Witnesses included Mark W. Everson, commissioner, Internal Revenue Service; George Yin, chief of staff, Joint Committee on Taxation (JCT); Leon Panetta, director, Panetta Institute for Public Policy; Mike Hatch, attorney general of Minnesota; Dr. Jane Gravelle, Congressional Research Service; Richard Johnson, attorney; David Kuo, White House Office of Faith-Based and Community Initiatives; Brian Gallagher, president, United Way; and Diana Aviv, Independent Sector.
In addition to Chairman Charles Grassley (R-IA), senators in attendance for portions of the hearing included Sens. John Rockefeller (D-WV), Orrin Hatch (R-UT), James Jeffords (I-VT), Olympia Snowe (R-ME), Rick Santorum (R-PA), Blanche Lincoln (D-AR), Jim Bunning (R-KY), Ron Wyden (D-OR) and Charles Schumer (D-NY).
The hearing centered mainly on the tax-exempt proposals included in the JCT report, "Options to Improve Tax Compliance and Reform Tax Expenditures"and the Senate Finance Committee staff discussion draft.

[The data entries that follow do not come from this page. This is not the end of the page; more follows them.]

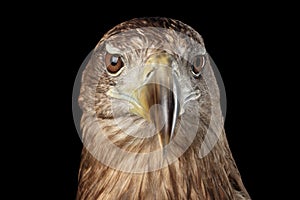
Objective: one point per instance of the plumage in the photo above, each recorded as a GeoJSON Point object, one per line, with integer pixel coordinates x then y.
{"type": "Point", "coordinates": [128, 153]}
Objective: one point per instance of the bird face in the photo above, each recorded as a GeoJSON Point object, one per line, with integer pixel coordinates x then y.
{"type": "Point", "coordinates": [143, 92]}
{"type": "Point", "coordinates": [147, 67]}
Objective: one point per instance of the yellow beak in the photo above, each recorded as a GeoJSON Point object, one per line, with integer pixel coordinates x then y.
{"type": "Point", "coordinates": [157, 97]}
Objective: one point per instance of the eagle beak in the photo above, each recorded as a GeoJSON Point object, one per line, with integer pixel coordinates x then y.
{"type": "Point", "coordinates": [157, 97]}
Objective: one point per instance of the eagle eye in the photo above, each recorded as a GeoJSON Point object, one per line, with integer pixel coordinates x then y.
{"type": "Point", "coordinates": [113, 63]}
{"type": "Point", "coordinates": [197, 66]}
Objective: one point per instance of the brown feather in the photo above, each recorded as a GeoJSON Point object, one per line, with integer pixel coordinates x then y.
{"type": "Point", "coordinates": [212, 177]}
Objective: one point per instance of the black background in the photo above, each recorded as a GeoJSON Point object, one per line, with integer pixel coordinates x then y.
{"type": "Point", "coordinates": [54, 40]}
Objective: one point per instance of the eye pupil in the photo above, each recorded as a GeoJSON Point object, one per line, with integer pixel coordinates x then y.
{"type": "Point", "coordinates": [197, 66]}
{"type": "Point", "coordinates": [113, 63]}
{"type": "Point", "coordinates": [114, 60]}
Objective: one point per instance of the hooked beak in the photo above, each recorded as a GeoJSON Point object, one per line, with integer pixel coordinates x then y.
{"type": "Point", "coordinates": [157, 97]}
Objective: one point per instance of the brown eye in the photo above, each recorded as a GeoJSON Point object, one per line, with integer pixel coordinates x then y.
{"type": "Point", "coordinates": [113, 63]}
{"type": "Point", "coordinates": [197, 65]}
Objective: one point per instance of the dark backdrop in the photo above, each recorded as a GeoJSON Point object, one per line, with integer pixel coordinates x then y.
{"type": "Point", "coordinates": [63, 38]}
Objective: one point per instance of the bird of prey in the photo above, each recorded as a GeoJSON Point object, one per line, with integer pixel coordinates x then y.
{"type": "Point", "coordinates": [152, 123]}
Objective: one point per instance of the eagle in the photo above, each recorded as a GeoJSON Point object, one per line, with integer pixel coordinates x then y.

The Independent Sector Panel on the Nonprofit Sector's interim reportwas also discussed in the last panel. Common themes included:
- The lack of effective enforcement vehicles available to the IRS to police tax-exempt organizations
- Perceived lax oversight exercised by governing boards of nonprofit organizations
- Concerns with respect to excessive compensation paid to executives of tax-exempt organizations
- Deficiencies in Form 990 reporting by tax-exempt organizations
- Perceived excess in travel, entertainment and other related expenses of tax-exempt organizations.
- Sharply limiting or eliminating compensation for foundation trustees
- Eliminating any and all self-dealing and conflict of interest by foundations
- Raising private foundations' payout from 5 to 6 percent
- Increasing disclosure of corporate philanthropic grant making
- Disclosing grant making by public charities and donor-advised funds
- Reducing the private foundation excise tax -- but devoting the bulk of the remaining excise tax to public oversight and enforcement activities by IRS and state attorneys general.